Thursday, 27 September 2012

            When the pituitary gland sends its message to the ovaries (a “get busy” message), it is answered in a special way by one of the hundreds of thousands of tiny egg-cells which are in the ovaries. This little cell then pushes its way to the surface, and eventually it breaks free from the ovary. It is then drawn into the fallopian tube by the fimbriae or tentacles at the free end of the tube. Slowly it moves down this tube, which is very narrow, leaving only a little spare room.

            The fertilization of the ovum occurs in this following way; the male fluid or semen is deposited in the vagina. This fluid contains hundreds of millions of little cells called spermatozoa or simply sperms. These thresh about blindly in all directions, most of them die in the acid secretions of the vagina, but some succeed in making their way into the uterus, and some of these find their way into the fallopian tubes. If there is an egg in one of the tube, some of the sperms will run into it, and ultimately one of them may penetrate its lining and fertilize it.

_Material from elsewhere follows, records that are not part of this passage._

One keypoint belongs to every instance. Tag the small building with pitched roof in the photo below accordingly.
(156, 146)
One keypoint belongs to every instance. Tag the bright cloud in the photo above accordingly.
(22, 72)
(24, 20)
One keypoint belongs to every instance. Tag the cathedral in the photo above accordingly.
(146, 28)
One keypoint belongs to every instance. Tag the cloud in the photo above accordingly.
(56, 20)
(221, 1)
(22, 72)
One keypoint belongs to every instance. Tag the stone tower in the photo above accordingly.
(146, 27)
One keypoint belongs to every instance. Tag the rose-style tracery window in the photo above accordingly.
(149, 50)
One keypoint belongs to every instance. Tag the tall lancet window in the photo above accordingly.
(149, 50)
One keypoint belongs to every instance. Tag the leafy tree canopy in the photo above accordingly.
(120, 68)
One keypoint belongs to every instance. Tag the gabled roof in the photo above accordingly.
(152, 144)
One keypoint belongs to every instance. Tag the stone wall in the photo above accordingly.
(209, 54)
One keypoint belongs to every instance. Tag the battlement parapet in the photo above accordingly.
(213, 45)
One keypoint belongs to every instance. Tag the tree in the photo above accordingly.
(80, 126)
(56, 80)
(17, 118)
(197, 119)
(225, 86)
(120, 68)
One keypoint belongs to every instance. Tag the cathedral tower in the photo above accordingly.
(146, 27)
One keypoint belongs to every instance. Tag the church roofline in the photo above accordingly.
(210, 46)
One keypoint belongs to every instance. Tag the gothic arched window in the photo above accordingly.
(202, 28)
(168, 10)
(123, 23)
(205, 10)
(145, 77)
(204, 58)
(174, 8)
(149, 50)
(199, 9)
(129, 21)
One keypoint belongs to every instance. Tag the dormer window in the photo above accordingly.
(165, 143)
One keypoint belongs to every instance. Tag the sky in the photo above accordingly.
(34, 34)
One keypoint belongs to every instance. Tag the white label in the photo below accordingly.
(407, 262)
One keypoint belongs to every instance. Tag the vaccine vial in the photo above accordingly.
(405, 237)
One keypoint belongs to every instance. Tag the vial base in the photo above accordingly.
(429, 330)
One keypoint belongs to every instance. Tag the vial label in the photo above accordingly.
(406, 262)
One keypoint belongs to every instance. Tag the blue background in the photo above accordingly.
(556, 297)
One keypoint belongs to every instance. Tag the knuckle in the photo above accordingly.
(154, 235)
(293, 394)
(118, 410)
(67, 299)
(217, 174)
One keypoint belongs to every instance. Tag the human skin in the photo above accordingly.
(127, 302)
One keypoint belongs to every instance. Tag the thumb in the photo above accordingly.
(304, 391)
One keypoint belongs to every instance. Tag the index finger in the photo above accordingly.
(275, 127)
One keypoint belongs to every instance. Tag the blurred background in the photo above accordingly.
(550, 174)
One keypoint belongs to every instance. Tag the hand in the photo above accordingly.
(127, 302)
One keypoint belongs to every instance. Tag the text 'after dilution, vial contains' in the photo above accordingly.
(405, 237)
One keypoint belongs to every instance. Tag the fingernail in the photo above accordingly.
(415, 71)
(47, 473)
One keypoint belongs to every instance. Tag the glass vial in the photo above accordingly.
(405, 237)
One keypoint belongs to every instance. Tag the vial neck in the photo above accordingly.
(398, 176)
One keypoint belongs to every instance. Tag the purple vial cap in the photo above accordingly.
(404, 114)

A new organism has now been formed, a new human being with an immortal soul. This new organism embeds itself in the thick spongy lining of the uterus, which, under the influence of hormones, is developed and maintained in such a way as to nourish and protect the new life.

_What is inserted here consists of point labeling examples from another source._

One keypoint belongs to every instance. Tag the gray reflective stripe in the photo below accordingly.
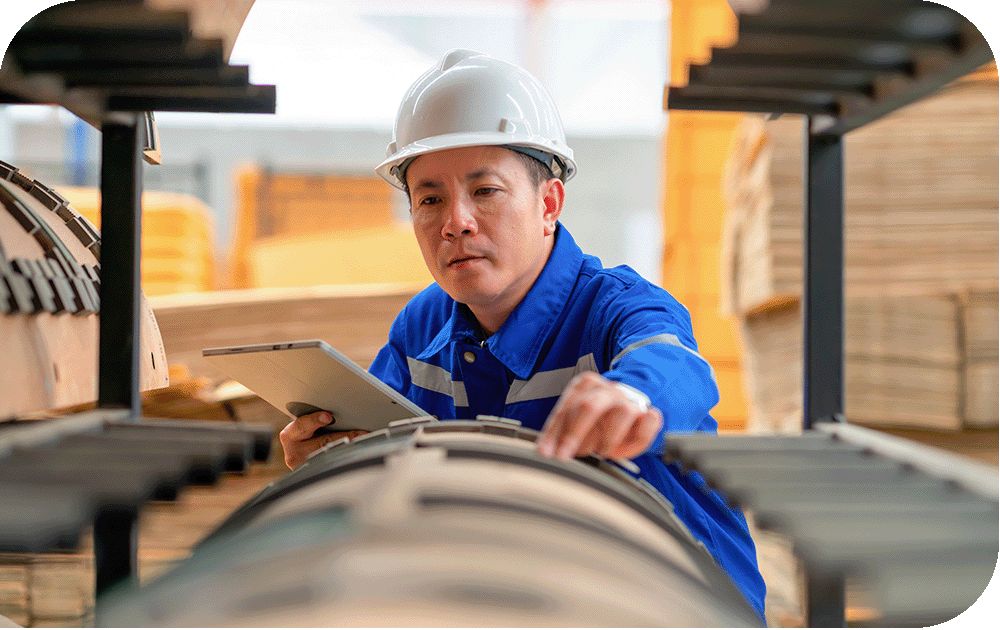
(668, 338)
(437, 380)
(550, 383)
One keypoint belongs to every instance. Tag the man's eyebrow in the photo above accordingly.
(483, 172)
(428, 183)
(474, 175)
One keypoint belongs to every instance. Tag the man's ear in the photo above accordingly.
(554, 194)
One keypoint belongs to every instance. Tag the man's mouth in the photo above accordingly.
(462, 259)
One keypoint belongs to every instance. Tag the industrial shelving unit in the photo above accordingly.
(112, 63)
(853, 501)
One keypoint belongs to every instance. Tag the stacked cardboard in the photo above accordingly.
(921, 238)
(920, 197)
(906, 363)
(979, 331)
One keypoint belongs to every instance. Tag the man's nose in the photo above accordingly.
(461, 220)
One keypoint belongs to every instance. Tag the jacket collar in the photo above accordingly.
(519, 341)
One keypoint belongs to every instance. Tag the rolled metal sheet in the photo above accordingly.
(457, 523)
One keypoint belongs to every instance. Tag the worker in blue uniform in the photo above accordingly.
(520, 323)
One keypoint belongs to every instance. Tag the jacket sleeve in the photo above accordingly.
(650, 346)
(390, 364)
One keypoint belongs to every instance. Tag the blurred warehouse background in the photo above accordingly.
(264, 227)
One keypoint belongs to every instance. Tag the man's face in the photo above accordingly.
(484, 228)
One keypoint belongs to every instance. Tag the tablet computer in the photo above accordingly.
(300, 377)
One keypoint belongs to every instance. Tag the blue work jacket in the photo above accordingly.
(577, 316)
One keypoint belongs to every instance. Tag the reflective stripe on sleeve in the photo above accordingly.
(550, 383)
(669, 339)
(438, 380)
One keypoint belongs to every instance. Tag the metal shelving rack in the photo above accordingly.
(111, 63)
(844, 64)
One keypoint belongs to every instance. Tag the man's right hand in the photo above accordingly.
(297, 437)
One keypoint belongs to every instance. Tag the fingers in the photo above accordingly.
(640, 436)
(594, 416)
(617, 424)
(297, 439)
(564, 412)
(303, 427)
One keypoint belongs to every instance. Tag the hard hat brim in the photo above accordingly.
(443, 142)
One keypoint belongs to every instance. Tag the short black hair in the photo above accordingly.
(537, 171)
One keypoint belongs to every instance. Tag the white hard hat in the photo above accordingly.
(471, 99)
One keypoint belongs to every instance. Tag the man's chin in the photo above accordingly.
(466, 294)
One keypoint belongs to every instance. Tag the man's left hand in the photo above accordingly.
(594, 416)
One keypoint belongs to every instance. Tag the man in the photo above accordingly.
(520, 323)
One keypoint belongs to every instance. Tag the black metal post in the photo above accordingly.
(825, 601)
(121, 186)
(823, 291)
(116, 543)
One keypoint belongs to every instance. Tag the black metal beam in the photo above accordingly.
(892, 95)
(792, 60)
(856, 83)
(823, 293)
(42, 57)
(121, 185)
(250, 99)
(111, 78)
(825, 600)
(116, 545)
(731, 99)
(911, 22)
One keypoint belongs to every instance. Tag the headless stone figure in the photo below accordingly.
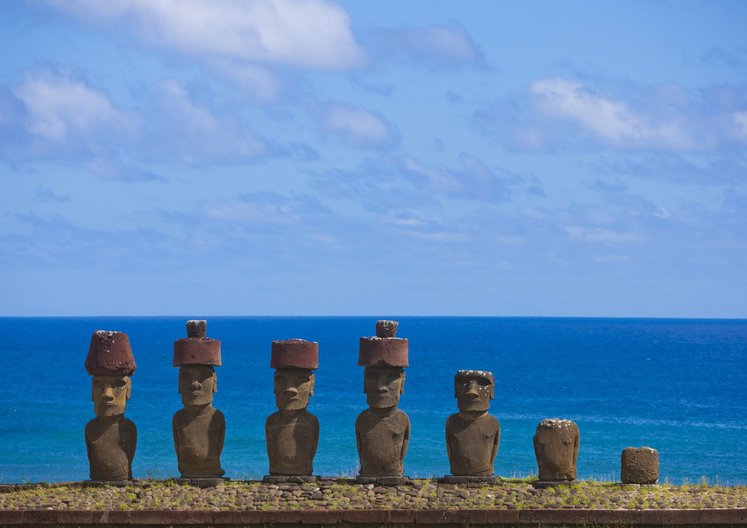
(292, 433)
(382, 431)
(111, 438)
(199, 429)
(556, 448)
(472, 435)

            If fertilization does not take place in one of the tubes, the ovum soon dies there, and the thickened lining of the uterus separates and passes away with a flow of blood (menstruation), which is the result of this process. By disposing of unwanted tissue from the lining of the uterus, nature plays its part in keeping the female body healthy and attractive.
            This, then, is a simple explanation of the fascinating process of reproduction, which should be clearly understood by all maturing young people so that they can freely make right and enlightened decisions in all matters pertaining to sex.